Through Gary, Alana finds support. She finds purpose and a voice in a friendship, business partnership, and a will-they-won’t-they relationship where she must advocate for herself. In a town like LA, everyone is always performing, trying on different hats, and trying to see what sticks. Only the strongest succeed. Amidst the 1973 oil crisis and the failure of Gary’s water bed business, as well as life feeling like if it comes at you and not through you, Alana holds on tight. As tight as she can until she is strong enough to take the wheel herself.

Perhaps what Anderson does best in “Licorice Pizza” is letting Alana be. This is Alana Haim’s first film, and she is a natural. She reacts to the world around her, and her movement is magnetic. Both when we first meet her and well into the storyline, she is a side character in her own life until Gary’s water bed snafu with Hollywood legend Jon Peters (Bradley Cooper). In delivering and setting up the revolutionary wishy-washy water bed, things become concrete for Alana. After getting unsolicited sexual attention from Peters and having Gary and his childish friends come close to messing up a business deal, Alana has no choice but to intercede, to become independent, to take the wheel for herself. She learns to navigate rather than follow, as she skillfully maneuvers the water bed business’ truck down the dangerously winding decline of California backroads.

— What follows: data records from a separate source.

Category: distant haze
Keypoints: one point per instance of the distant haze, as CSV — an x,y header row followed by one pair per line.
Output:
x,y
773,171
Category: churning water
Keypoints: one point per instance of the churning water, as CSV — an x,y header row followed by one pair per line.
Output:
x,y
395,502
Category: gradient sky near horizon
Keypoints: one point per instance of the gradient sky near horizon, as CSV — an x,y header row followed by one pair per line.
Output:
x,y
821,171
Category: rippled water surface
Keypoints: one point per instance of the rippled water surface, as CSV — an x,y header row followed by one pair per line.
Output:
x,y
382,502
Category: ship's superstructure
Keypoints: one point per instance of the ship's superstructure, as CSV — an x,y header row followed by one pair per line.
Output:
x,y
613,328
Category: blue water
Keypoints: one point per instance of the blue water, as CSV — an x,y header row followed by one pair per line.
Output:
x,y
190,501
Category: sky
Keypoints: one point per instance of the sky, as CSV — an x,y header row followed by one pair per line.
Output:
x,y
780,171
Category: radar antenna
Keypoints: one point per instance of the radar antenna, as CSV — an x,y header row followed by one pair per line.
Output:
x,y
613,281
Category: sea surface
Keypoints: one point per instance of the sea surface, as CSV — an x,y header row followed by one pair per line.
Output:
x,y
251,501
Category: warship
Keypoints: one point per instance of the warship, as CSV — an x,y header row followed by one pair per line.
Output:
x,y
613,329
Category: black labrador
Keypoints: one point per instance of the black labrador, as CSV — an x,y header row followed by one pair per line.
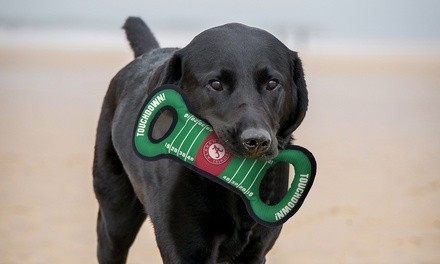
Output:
x,y
250,87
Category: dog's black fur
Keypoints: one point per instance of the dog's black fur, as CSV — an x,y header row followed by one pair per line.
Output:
x,y
251,89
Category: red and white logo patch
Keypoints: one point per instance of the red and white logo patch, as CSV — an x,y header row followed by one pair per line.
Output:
x,y
214,152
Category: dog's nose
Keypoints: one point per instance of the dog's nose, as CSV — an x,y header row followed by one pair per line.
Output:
x,y
255,140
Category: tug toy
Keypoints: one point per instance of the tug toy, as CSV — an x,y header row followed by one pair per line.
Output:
x,y
192,141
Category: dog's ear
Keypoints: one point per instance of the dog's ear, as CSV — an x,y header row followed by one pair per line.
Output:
x,y
168,73
299,97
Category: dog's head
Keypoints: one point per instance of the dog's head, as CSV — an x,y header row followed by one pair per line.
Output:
x,y
247,84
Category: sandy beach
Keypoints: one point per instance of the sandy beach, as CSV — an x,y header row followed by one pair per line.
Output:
x,y
373,125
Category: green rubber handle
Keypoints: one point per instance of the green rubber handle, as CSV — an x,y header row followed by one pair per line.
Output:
x,y
192,141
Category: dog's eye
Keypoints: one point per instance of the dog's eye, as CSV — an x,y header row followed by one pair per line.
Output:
x,y
216,85
272,84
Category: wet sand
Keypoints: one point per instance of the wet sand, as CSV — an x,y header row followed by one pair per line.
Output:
x,y
373,125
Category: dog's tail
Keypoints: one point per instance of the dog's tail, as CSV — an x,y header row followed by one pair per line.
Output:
x,y
139,35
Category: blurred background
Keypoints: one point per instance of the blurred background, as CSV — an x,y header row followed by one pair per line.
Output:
x,y
373,73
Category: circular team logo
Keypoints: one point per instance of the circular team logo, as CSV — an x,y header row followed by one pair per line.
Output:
x,y
215,153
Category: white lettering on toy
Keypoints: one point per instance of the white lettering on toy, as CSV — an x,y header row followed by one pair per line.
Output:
x,y
147,113
304,178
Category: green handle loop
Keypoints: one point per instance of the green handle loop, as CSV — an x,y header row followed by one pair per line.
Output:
x,y
191,140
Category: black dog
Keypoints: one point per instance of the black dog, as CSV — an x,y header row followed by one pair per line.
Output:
x,y
251,89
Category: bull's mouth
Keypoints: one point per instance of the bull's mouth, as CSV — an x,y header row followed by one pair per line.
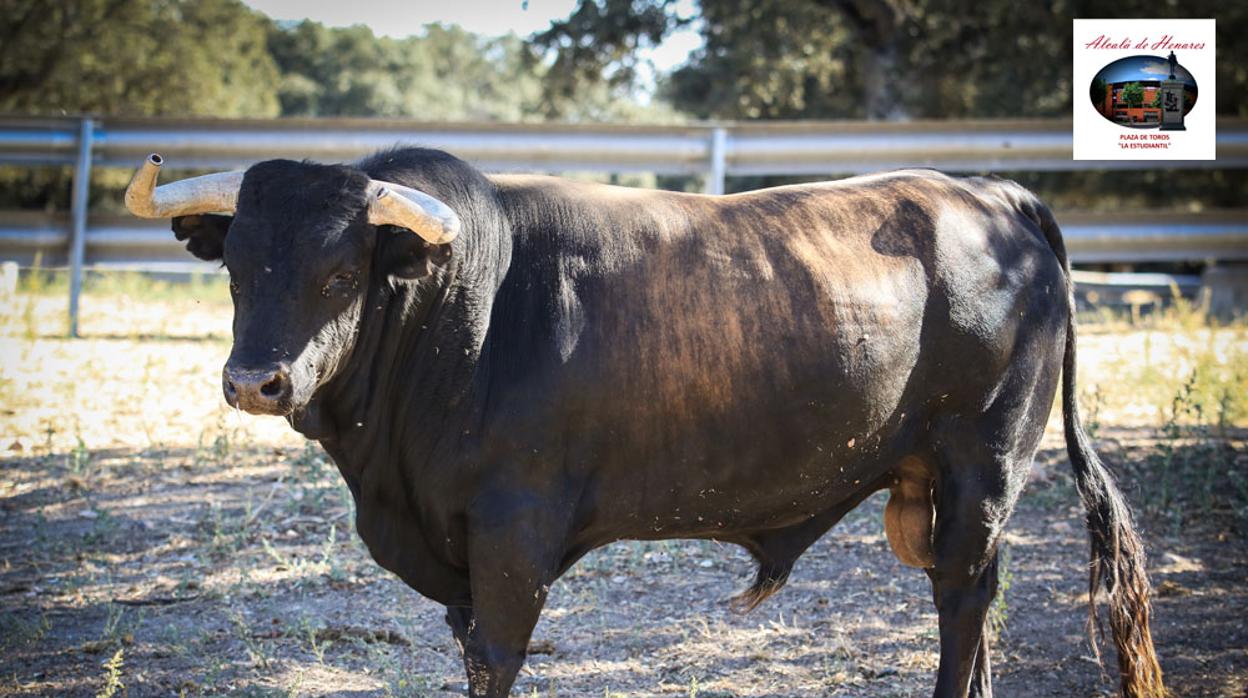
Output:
x,y
282,408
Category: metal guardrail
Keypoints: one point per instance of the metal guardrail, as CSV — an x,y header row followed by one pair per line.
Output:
x,y
713,150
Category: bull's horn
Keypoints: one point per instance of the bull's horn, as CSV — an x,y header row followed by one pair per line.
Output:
x,y
209,194
397,205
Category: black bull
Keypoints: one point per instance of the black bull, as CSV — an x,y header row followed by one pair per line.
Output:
x,y
587,363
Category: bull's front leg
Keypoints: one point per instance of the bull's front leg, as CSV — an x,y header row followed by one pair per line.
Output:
x,y
514,546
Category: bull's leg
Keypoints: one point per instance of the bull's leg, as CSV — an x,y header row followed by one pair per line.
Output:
x,y
962,588
512,560
459,618
980,683
975,496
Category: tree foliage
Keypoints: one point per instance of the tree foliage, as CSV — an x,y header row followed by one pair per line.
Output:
x,y
1133,94
135,58
875,59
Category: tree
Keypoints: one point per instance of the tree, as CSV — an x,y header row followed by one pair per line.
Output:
x,y
135,58
1132,94
874,59
1098,93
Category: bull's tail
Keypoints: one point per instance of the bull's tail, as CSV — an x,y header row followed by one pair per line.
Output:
x,y
1117,551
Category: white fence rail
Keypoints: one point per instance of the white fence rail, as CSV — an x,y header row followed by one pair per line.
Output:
x,y
713,151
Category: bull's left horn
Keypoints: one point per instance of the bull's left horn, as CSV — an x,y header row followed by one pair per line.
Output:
x,y
207,194
397,205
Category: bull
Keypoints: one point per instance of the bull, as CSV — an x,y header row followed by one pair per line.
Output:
x,y
512,371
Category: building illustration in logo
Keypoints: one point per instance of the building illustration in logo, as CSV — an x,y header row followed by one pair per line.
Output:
x,y
1145,93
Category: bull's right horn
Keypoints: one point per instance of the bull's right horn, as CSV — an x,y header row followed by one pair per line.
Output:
x,y
207,194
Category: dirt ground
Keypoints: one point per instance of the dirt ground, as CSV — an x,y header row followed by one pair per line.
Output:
x,y
154,543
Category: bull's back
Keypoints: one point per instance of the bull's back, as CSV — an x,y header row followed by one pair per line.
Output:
x,y
769,342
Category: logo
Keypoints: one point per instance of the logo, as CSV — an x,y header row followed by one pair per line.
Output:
x,y
1137,93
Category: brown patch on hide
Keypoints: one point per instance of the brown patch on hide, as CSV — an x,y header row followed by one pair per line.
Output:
x,y
910,516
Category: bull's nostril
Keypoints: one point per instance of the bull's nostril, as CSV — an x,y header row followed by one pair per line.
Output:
x,y
272,388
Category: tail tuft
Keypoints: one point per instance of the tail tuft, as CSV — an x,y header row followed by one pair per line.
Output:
x,y
1117,553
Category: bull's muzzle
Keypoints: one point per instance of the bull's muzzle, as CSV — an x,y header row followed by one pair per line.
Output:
x,y
260,391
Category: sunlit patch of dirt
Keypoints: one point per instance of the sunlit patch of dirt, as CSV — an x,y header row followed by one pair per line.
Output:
x,y
217,553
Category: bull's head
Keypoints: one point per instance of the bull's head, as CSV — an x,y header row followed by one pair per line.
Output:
x,y
301,245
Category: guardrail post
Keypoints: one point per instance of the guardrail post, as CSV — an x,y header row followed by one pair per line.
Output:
x,y
78,211
718,160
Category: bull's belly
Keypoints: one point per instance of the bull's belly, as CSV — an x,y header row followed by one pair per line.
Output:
x,y
720,482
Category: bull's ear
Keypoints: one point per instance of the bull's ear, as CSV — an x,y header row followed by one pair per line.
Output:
x,y
205,234
408,256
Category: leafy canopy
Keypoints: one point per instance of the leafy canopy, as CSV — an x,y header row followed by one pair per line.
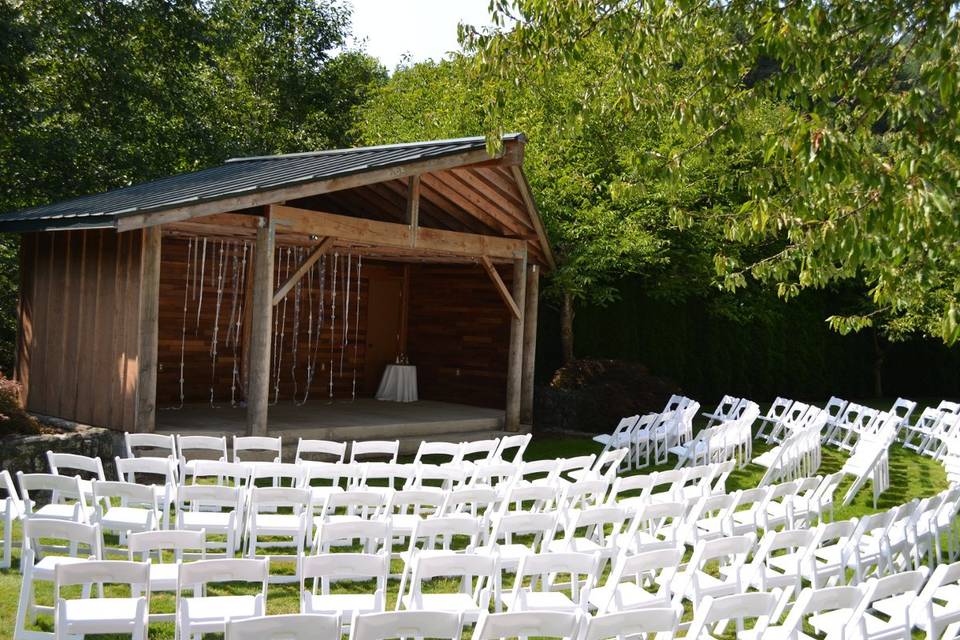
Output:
x,y
858,179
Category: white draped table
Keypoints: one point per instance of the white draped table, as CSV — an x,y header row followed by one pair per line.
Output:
x,y
398,384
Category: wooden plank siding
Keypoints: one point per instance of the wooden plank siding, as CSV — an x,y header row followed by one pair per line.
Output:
x,y
78,355
459,333
200,372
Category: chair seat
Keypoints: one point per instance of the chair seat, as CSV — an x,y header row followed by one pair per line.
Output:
x,y
43,570
210,520
340,603
126,519
626,595
63,512
100,615
457,602
539,601
212,612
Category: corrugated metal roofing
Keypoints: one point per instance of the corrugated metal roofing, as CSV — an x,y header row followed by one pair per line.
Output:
x,y
237,176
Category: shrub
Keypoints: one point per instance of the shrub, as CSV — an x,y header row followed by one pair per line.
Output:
x,y
13,419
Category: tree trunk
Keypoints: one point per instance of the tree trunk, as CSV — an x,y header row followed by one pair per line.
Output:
x,y
566,328
877,366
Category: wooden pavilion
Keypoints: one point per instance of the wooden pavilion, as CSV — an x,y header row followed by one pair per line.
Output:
x,y
286,284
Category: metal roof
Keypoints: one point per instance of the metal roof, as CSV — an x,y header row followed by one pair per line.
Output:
x,y
238,176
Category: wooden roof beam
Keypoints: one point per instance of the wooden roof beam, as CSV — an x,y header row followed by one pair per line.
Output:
x,y
390,234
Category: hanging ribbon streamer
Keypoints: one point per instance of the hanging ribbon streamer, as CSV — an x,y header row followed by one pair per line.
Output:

We root for Alana throughout the film as she comes so close to making her own moves so many times. She is always on the precipice of self-discovery with each turn she takes. Her achievement of agency is remarkable in a world of men acting like boys, and it is through a boy acting like a man that she is able to finally launch herself into life. While Gary is not responsible for her own self-reclamation, he is her support, which is something that most women in the 1970s did not have. In trying on new personalities, starting new businesses, and falling in and out of love with the wrong people, Alana becomes the main character of her own story.

“Licorice Pizza” is now available in theaters.